Figure 1: Trends of annual mean CO2 flux into the ocean from 1970 to 1995.
Figure 1

Ensemble mean of uninitialized simulations (a) and assimilation simulation (b) (units: gC m−2 per year2). The trends are calculated based on linear regression. The dots show grid points where the trends are significant at 95% level, based on a two-sided t-test. The green box in a denotes the SPG region where the mid-1990s abrupt warming occurred11, and the green box in b denotes the western SPG region where the CO2 flux increases the most.

Temporal evolution of CO2 uptake and related processes

To further explore the temporal variability of the oceanic carbon uptake and how it is related to prominent local hydrodynamic processes in the SPG region, we compare the CO2 flux calculated in the assimilation run with the observed NAO index21, observed SST22 and mixed layer depth (MLD) in the assimilation run (Fig. 2). The western SPG MLD and CO2 flux from our model results are highly correlated (with a correlation coefficient of 0.78), and both are highly correlated (with correlation coefficients of 0.69 and 0.56, respectively) with the observed December–January–February–March (DJFM) NAO index. The correlations are significantly different from zero with P values below 0.01. Consistent with previous model studies6, the close connection between the NAO and the North Atlantic CO2 uptake at interannual and decadal timescales is also reproduced in the assimilation run. On the one hand, the heat loss related to a positive NAO leads to an enhancement of the ocean mixing and deep-water formation in the North Atlantic19; this is indicated by the relatively high correlation (0.69) between NAO and MLD. Moreover, the SST anomalies in the SPG region with deep convection recur from winter to winter through a re-emergence process23,24, which works as follows. The winter thermal anomalies related to positive NAO remain at depth below the shallow summer mixed layer, these anomalies persist through summer and are partially re-entrained into the following winter mixed layer. On the other hand, the North Atlantic atmospheric circulation changes can also affect CO2 uptake through the associated changes in AMOC and the corresponding meridional heat transport changes. Enhanced northward heat transport leads to increased SST thereby affecting the oceanic carbon uptake in the SPG. These processes lag the NAO changes by several years14. Accordingly, given all the processes, the correlation between CO2 flux and SST is not significant in our simulations.

Figure 2: Normalized time series of CO2 flux and related physical variables.
Figure 2

The observed (Obs.) DJFM NAO21, observed JFM SST22 in SPG region, western SPG (WSPG) MLD and CO2 flux calculated with the assimilation run are shown with black solid line, black dashed line, blue solid line and red solid line, respectively. The location of SPG and WSPG refers to green box in Fig. 1a,b, respectively. The correlation (Cor.) coefficients between time series and NAO (CO2 flux) are shown on the top (bottom) of the figure. The normalized time series are calculated by dividing individual variable anomalies with their respective standard deviation.
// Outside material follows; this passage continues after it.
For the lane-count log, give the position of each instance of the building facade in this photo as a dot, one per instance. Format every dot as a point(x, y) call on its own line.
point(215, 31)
Potential predictive skill of CO2 flux and SST

The state-of-the-art decadal prediction systems consistently identify the North Atlantic as a key region with pronounced forecast skill for different parameters of the climate system25,26,27,28,29,30,31. Several abrupt climate events in the twentieth century have been shown to be predictable several years ahead10,11,12,13. The SPG abrupt warming and cooling events are also well captured in our initialized simulations, whereas the uninitialized simulations only capture the long-term warming trend and display large spread among ensemble members (Supplementary Fig. 2 and Supplementary Note 2). Given the robust predictive skill of the physical state of the ocean, can variations in the North Atlantic CO2 uptake be predicted as well? A previous study explored multi-year predictability of tropical marine productivity and found a predictive skill of 3 years, whereas the predictive skill of SST there is only 1 year32. In our analysis, as indicated by the initialized time series at different lead times (Supplementary Fig. 3 and Supplementary Note 3), the variability of CO2 flux, which is absent in the uninitialized simulations, can be reproduced by the model with initialization several years in advance and implies predictability of CO2 uptake.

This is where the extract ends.